Ballet Folklorico teaches diverse Mexican dances to students


Micaela Johansson

Saul Rojas and Lorena Santiago performing a duet called El Coyote on Oct. 5 in front of University Hall.

Stephany Mejia, News Editor

Ballet Folklorico de CSUSM dances to teach students diversity.

On Oct. 5 Ballet Folklorico de CSUSM hosted, “La Raza del Folklore.” The organization held three tables where other student cultural groups taught students the differences of Mexican folklore in specific regions. Ballet Folklorico performed eight different dances.

Standing Together as oNe Dream (STAND) held a table about Queretaro, Ballet Folklorico de CSUSM held a table speaking about Jalisco, Sinaloa, and northern Baja California.  Movimiento Estudiantil Chicano de Aztlan (MEChA) had a table about Nayarit.

Fourth-year student, Maria Sandoval is a member of Ballet Folklorico. Sandoval presented many of the dances.

“Folklorico is very diverse. Diverse in the sense of hair pieces, music, the beat, history behind it, rhythm… everything… that’s what we want to educate our peers,” said Sandoval.

Sandoval said the students who are performing are engaging by being involved on campus. Apart from their academics, the performers are also learning about the Mexican folklorico. “It’s something that I don’t think we teach in classes,” said Sandoval about educating students.

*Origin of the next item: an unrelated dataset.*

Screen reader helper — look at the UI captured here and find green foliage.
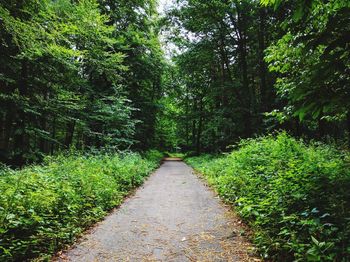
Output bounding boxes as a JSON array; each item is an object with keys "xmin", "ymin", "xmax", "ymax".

The event had free food for the first 100 people. They served rice, beans, chicken and pork tamales and horchata and hibiscus tea.

Sandoval presented David Chavez. Chavez spoke about Amalia Hernandez. Hernandez is a famous Mexican Choreographer. Hernandez created her own ballet folklorico school in 1952 named Ballet Folklorico de Mexico de Amalia Hernandez. Chavez said Hernandez inspired many people including himself.

The performance began with a dance from Sinaloa. The females wore orange, yellow, red and blue skirts. In other dances, the males joined and wore a blue shirt with white pants.

Three males and one female danced the second performance from Jalisco. All males in that dance were performing for the first time.

In a second dance performance for Jalisco called ‘Jarabe Tapatio,’ a male and female performed a duet.

Sandoval participated in three dances representing Baja California. They wore jeans, plaid shirts, and boots. They closed their performance with a well-known Spanish song called La Chona by Los Tucanes de Tijuana.

If interested in joining Ballet Folklorico de CSUSM, they practice every Tuesday and Thursday in the Arts Patio 361 from 6 p.m. to 9 p.m.